By City News Service
A federal investigation blames collapsed concrete retaining laws for the 15 month delay in the completion of the San Diego (405) Freeway widening project over the Sepulveda Pass, it was reported Sunday.
The Los Angeles Daily News obtained reports outlining why the project, budgeted at $1 billion and supposed to be finished now, has significantly overshot both goals.
The newspaper pointed to a vertical retaining wall technology devised by contractors and approved by Metro, the lead agency in charge of the project.
In December 2011, several brand-new vertical retaining walls crumpled, creating a bizarre and not-very-reassuring sight to hundreds of thousands of persons driving between the Westside and the San Fernando Valley daily. Fifteen walls that held back soil from landing on the freeway were ripped out and replaced.
The Daily News reported that the faulty wall designs have triggered a round of finger-pointing and lawsuits.
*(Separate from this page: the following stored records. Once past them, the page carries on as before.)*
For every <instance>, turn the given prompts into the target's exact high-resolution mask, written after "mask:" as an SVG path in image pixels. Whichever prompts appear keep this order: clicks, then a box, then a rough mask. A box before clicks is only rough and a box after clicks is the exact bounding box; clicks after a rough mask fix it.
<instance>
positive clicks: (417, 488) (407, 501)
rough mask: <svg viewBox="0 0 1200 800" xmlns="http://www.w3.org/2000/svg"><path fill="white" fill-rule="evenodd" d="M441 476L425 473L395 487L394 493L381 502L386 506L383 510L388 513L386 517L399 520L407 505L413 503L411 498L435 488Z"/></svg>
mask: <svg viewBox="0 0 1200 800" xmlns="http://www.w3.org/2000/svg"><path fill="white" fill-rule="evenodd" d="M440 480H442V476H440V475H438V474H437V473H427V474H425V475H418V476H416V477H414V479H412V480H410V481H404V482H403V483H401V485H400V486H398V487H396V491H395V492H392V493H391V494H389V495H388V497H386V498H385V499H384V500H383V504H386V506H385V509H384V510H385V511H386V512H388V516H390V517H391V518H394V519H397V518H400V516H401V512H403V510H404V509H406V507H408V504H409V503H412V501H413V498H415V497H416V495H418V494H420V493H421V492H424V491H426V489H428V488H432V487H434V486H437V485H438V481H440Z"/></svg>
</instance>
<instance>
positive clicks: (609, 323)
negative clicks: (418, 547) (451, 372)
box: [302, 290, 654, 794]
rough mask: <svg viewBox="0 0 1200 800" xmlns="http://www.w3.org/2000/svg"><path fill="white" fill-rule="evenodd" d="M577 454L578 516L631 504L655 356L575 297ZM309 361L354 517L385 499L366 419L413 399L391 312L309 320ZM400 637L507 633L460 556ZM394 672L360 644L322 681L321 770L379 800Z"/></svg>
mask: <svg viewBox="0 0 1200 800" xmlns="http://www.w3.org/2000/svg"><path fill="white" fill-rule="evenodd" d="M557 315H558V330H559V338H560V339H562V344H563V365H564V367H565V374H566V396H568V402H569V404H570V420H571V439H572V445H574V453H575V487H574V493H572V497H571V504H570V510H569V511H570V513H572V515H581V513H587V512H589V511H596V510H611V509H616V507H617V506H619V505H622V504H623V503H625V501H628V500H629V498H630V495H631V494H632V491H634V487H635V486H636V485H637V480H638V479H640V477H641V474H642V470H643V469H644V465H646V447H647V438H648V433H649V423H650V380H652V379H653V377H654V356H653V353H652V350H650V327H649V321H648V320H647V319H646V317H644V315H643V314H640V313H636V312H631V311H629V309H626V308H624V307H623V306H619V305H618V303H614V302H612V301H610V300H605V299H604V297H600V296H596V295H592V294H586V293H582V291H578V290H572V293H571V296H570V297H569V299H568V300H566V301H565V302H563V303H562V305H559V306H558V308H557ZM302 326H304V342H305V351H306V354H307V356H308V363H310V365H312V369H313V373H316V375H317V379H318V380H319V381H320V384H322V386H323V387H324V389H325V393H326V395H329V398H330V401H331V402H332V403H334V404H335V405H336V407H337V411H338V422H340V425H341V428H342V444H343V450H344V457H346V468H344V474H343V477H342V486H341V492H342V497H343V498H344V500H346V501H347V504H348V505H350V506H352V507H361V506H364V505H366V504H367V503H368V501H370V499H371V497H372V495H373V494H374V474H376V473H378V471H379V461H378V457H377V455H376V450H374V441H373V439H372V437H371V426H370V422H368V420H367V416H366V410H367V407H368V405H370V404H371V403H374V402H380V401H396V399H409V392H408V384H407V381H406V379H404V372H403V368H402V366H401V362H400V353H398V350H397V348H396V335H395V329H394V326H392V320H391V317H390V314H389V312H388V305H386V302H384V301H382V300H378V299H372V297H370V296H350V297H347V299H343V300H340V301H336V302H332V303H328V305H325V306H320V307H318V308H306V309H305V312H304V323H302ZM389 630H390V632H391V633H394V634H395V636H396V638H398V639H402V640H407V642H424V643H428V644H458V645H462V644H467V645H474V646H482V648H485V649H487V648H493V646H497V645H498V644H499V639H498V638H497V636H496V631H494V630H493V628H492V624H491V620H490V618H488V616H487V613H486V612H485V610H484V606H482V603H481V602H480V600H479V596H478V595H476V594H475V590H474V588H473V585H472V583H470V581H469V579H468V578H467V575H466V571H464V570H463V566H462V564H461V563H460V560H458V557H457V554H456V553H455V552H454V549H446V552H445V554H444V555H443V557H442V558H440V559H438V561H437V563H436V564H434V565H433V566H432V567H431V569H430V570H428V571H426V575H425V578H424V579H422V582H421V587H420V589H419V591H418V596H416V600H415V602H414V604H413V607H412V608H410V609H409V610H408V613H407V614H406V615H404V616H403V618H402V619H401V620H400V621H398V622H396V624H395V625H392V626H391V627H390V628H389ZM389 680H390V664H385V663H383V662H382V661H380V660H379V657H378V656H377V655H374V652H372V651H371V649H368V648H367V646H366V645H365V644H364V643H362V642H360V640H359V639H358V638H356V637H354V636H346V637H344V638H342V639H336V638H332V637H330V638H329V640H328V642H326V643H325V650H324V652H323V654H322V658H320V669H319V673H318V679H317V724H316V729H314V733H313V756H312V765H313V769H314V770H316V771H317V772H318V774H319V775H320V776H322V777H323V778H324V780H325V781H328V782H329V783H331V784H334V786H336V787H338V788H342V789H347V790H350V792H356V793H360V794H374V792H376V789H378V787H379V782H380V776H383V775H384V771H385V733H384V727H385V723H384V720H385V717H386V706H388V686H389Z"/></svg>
The project is built under a "design- build" contract that supposedly saves money and time by allowing a contractor to literally draw up plans as construction moves along.
Kiewit, a large contracting firm based in Omaha, Neb., is responsible for the design and construction of the project, which received $189 million and federal money. The remainder came from L.A. County sales tax revenue raised under Measure R and administered by Metro, which is building the freeway for Caltrans.
The Daily News reported that Caltrans has concluded that the walls failed because metal straps that connected panels broke, and the various engineering firms and subcontractors who came up with the plan are all suing each other.
Although the contractor is supposedly responsible for cost overruns, Metro has been named in the lawsuits and it is not clear if taxpayers will be left holding the bag, the newspaper reported.
Other unexpected costs included relocating underground crude oil transmission lines and dealing with a huge, previously-unknown storm drain underneath Sepulveda Boulevard. Residents near the Mulholland Drive bridge -- replaced during the infamous Carmaggedon closure -- also insisted on changes that cost time and money, the Daily News reported.
Those have added about $100 million to the $1 billion project.
Eighty-five percent of the construction is done, Metro officials said, and all work is scheduled to be finished next fall, 15 months behind schedule. Although only one through carpool lane in one direction was added across the pass, the entire 10-mile freeway was reconstructed between the Ventura (101) and Santa Monica (10) freeways.
Obsolete and unsafe 60-year-old overpasses and interchanges are being replaced on the Westside, and exit lanes are also being added to the 405.